Bloom filter

A bloom filter is a probabilistic data structure used to test whether an element is a member of a set. It is similar to a Set, in that you can add items to it and check whether items are present, but with a critical difference: it cannot give a definitive "yes." A bloom filter can say with certainty that an item is not in the set, but when it reports that an item is present, that answer is only a "maybe."

A false negative – reporting an item absent when it was actually added – is impossible in a standard bloom filter.
A false positive – reporting an item present when it was never added – can happen.

This asymmetry is what makes bloom filters useful. When an application can tolerate occasional false positives but must never miss a true negative, a bloom filter can offer a dramatic reduction in memory usage compared to storing the full set.

When to use a bloom filter

The canonical motivating example is a web browser protecting users from malicious links. Storing 1,000,000 known malicious URLs at 20 characters each would require around 20MB. A bloom filter representing the same data with a false positive rate of 0.01% (1 in 10,000) would require a fraction of that memory. False positives merely cause an unnecessary warning to the user – an acceptable trade-off. To eliminate those spurious warnings entirely, the browser can confirm any "maybe" result with a server-side API call.
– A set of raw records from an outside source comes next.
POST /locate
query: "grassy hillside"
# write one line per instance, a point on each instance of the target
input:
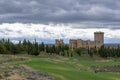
(71, 68)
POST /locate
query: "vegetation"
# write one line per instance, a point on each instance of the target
(63, 68)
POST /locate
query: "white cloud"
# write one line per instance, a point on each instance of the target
(51, 32)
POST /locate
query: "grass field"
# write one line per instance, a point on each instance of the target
(72, 69)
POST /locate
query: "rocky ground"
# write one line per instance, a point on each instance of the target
(22, 72)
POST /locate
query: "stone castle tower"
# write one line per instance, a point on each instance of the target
(98, 39)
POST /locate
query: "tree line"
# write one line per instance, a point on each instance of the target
(34, 48)
(31, 48)
(109, 52)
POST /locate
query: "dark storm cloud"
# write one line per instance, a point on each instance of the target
(59, 11)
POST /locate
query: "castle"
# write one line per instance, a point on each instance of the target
(79, 43)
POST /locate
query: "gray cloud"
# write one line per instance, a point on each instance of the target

The bloom filter still saves a network request for the vast majority of links that are definitively clean. Google Chrome used a bloom filter for exactly this purpose until 2012.

Other real-world uses:

Akamai uses bloom filters to avoid caching one-off page accesses. A page is only written to cache if the bloom filter indicates it has been seen before, preventing the cache from filling with pages that are never revisited.
Google BigTable uses bloom filters to avoid unnecessary disk reads. When a key lookup arrives, the in-memory bloom filter is checked first. A definitive "not present" response saves a disk access entirely.

How bloom filters work

At its core, a bloom filter is a fixed-size array of bits, all initialized to 0. It uses k independent hash functions.

Adding an item: The item is passed through each of the k hash functions. Each hash value is taken modulo the array length to produce a bit position. All k positions are set to 1.

Checking for an item: The same k hash functions are applied to the query item. If all of the resulting bit positions are 1, the filter returns "maybe present." If any position is 0, the filter returns "definitely not present."

A false positive occurs when all of the bit positions for an item happen to have been set by other previously added items. This becomes more likely as the filter fills up.

False positive rate

The false positive rate grows as more bits are set. If x is the fraction of bits currently set to 1 and k is the number of hash functions, the approximate false positive rate is x^k. At half capacity (x = 0.5) with 3 hash functions, the false positive rate is 0.5^3 = 12.5%.

Using more hash functions lowers the false positive rate when the filter is relatively empty – each additional hash function reduces the chance that all bit positions happen to be set by coincidence. However, more hash functions also set more bits per item, filling the filter faster. There is an optimal number of hash functions for any given filter size and expected number of items.

Tuning a bloom filter

If the number of items to be stored (n) and the desired false positive rate (p) are known in advance, the optimal number of bits and hash functions can be calculated:

Number of bits: m = -(n * ln(p)) / (ln(2))^2
Number of hash functions: k = (m / n) * ln(2)

In practice, libraries handle this calculation. The key input is an accurate estimate of n. When uncertain, it is better to over-provision: a larger filter costs very little memory relative to modern hardware, and the consequences of under-provisioning (a rising false positive rate) can be significant.

Deletion

Items cannot be removed from a standard bloom filter. Because multiple items can share bit positions, setting a bit back to 0 to remove an item would risk corrupting the representation of other items.

Counting bloom filters

A counting bloom filter is a variant that replaces each bit with a small counter. Insertion increments the relevant counters, and deletion decrements them. This makes deletion possible, but at a cost:

Counters occupy more memory than bits (typically 8× more).
Counters introduce the possibility of false negatives. If two items share bit positions and one is removed, the counter for a shared position drops to zero, making the filter incorrectly report the other item as absent – eliminating the core guarantee of a standard bloom filter.

Counting bloom filters should only be used when deletion is genuinely required and the trade-offs are acceptable.